|Home | About | Journals | Submit | Contact Us | Français|
The contribution of computer-aided detection (CAD) systems as an interpretive aid in screening mammography can be hampered by a high rate of false positive detections. Specificity, false positive rate, and ease of dismissing false positive marks from two CAD systems are retrospectively evaluated. One hundred screening mammographic studies with a BI-RADS assessment code of 1 or 2 and at least 2-year normal mammographic follow-up were retrospectively reviewed using two CAD systems. Breast density, CAD marks, and radiologist's ease of dismissing false positive marks were recorded. Specificities from the two CAD versions considering all marks were 23% and 15% (p value=0.07); mass marks, 35% and 17% (p value<0.01); and calcification marks 62% and 75% (p value=0.01).
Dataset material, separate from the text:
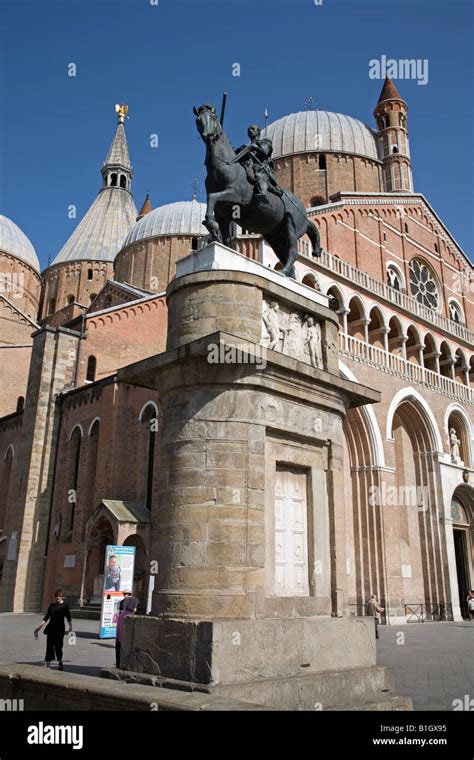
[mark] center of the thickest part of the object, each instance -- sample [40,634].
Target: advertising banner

The two CAD versions did not differ regarding mean and median marks per case for all marks (2.3, 2.0 and 2.3, 2.0, p value=0.65) or mass marks (1.6, 1.0 and 1.8, 2.0, p value=0.15), but differed for calcification marks (0.8, 0 and 0.5, 0, p value<0.01). Slightly higher specificity and fewer marks per case observed in dense breasts did not reach statistical significance. The reviewing radiologist classified most marks from both CAD systems (84% and 88%) as very easy/easy to dismiss. The two CAD versions had small differences in specificity and false positive marks. Differences, although not statistically significant, in specificities and false positive rates between dense and non-dense breasts warrant further research. Most false positive marks are easily dismissed and should not affect clinical performance.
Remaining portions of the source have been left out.